# Help with OTA problems.



## Nepsa (Aug 13, 2004)

I am having trouble with my OTA HD signals. They are breaking up at times the way it acts up on my DTV signals with a hard rain (breaking up but not out).

I have a OTA Terk TV50 outside connected to "BOTH" my Sony XBR1 HD TV and to the DirecTV HD H20 receiver. The same thing happens whether I view the Local HD stations from the DTV HD receiver or my built-in HD TV receiver. When I view the signal strength of the OTA signals from my DTV receiver, the signal is constantly changing. (Example: NBC strength with show 96, 83,70 back to 96 then for a split second drop to "0" and quickly return to something better that >80.
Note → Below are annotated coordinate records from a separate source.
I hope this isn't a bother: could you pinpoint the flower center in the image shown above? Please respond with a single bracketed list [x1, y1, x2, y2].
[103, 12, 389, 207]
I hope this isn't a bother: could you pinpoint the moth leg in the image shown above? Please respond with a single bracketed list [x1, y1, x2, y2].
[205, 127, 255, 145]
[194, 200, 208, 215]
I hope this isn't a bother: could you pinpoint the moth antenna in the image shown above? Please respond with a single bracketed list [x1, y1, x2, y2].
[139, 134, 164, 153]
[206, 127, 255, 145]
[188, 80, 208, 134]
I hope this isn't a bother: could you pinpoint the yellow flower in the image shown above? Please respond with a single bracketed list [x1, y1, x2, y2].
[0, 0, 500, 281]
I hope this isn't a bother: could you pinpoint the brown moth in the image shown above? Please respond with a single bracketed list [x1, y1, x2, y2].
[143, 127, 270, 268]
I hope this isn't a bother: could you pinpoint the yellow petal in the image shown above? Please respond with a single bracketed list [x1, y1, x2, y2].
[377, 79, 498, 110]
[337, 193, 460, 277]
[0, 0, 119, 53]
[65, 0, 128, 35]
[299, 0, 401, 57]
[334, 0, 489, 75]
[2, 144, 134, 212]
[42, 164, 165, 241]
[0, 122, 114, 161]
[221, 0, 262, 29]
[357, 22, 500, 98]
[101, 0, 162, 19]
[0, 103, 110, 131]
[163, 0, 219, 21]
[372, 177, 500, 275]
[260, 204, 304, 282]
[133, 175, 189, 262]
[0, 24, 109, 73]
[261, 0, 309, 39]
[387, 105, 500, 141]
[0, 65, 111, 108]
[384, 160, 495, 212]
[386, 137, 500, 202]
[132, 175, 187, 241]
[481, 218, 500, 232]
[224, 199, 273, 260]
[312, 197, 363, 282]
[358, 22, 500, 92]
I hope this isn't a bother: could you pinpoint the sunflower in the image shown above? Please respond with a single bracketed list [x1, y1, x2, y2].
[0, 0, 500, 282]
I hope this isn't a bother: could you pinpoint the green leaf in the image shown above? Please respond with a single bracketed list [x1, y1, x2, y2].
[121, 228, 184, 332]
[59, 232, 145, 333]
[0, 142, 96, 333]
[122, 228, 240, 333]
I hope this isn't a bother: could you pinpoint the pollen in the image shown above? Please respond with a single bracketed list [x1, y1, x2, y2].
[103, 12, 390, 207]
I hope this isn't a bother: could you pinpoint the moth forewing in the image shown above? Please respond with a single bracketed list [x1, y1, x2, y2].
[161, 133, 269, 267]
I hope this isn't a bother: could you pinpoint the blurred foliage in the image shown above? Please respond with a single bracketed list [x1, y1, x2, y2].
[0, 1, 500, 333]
My OTA HD channels (ABC, NBC,CBS,FOX) are no more than 18 miles away and within a 17 degree separation range. My thought is if I get the signal strength of "0" from the DirecTV receiver before it gets to my NEW Sony XBR1 HD TV, it eliminates my TV 's HD receiver.

Any suggestions?

Thanks

Nepsa


----------



## Cholly (Mar 22, 2004)

In looking at the Audiovox web site (parent of Terk), I find no mention of a Terk TV 50 antenna. Is your antenna by chance a TVvo? If so, it's quite directional in nature. Also, are you using a good quality splitter where you're connecting to your H20 and TV? The varying signal strength can mean a number of things, including multipath, that would cause your trouble.


----------



## Nick (Apr 23, 2002)

Nepsa, if you show your location, perhaps others in your area can advise you.


----------



## Nepsa (Aug 13, 2004)

Terk TV 50 is about 8 years old. I think the new model is TV55. The TV50 has an amp at the ant and is powered at the tv location where the signal is split. Tomorrow, i will bypass the splitter and just go straight to the DTV receiver.


My zip is 23834 for the location. Thanks for the input.

Nepsa


----------



## Nepsa (Aug 13, 2004)

I have bypassed the splitter and still have the problem. Now I have a direct run.

Nepsa


----------



## Jim5506 (Jun 7, 2004)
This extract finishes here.